More than 80% of CFA Society of the U.K. members view corporate bonds as overvalued, the highest level recorded by its valuations index in its five-year history.
The index, which polls the society's members, found 82% of respondents believe the asset class to be overvalued. This view has climbed over four consecutive quarters to reach the all-time high for the index. The previous quarter, 78% said they held that view.
Government bonds are also seen as overvalued, with 78% of respondents holding that view, the same as the previous quarter.
Developed equity markets are seen as overvalued by 68% of respondents, down from 71% the previous quarter.
Emerging market equities, however, were viewed as overvalued by a minority of respondents, at 23%. That compared with 25% for the previous quarter. The proportion of respondents viewing the asset class as undervalued was 48%, up from 43% the previous quarter.

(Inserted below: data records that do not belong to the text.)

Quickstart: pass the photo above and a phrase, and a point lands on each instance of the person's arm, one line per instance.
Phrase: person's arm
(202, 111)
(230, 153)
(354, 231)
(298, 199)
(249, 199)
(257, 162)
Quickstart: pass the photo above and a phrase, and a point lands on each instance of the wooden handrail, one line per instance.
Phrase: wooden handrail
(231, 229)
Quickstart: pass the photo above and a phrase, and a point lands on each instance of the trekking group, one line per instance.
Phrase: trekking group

Similarly, gold was viewed as overvalued by 24% of respondents in the first quarter, compared with 32% at the end of 2016.
“Despite some volatility over the past year, bond yields are pretty much as they were when we polled members at the end of last year,” said Will Goodhart, CEO of CFA U.K., in a statement accompanying the data. “It appears that respondents find that somewhat surprising given the sense that growth and inflation are accelerating and that central banks are signaling strongly or weakly that interest rate-setting is entering a period of normalization — for which read that rates will rise.”
On emerging market equities, Mr. Goodhart added the asset class has experienced good support over the past quarter, but respondents “seem to believe that they may have further to run.”
The CFA Society of the U.K. surveyed its membership between Feb. 10 and March 7, receiving 219 responses from analysts and investors.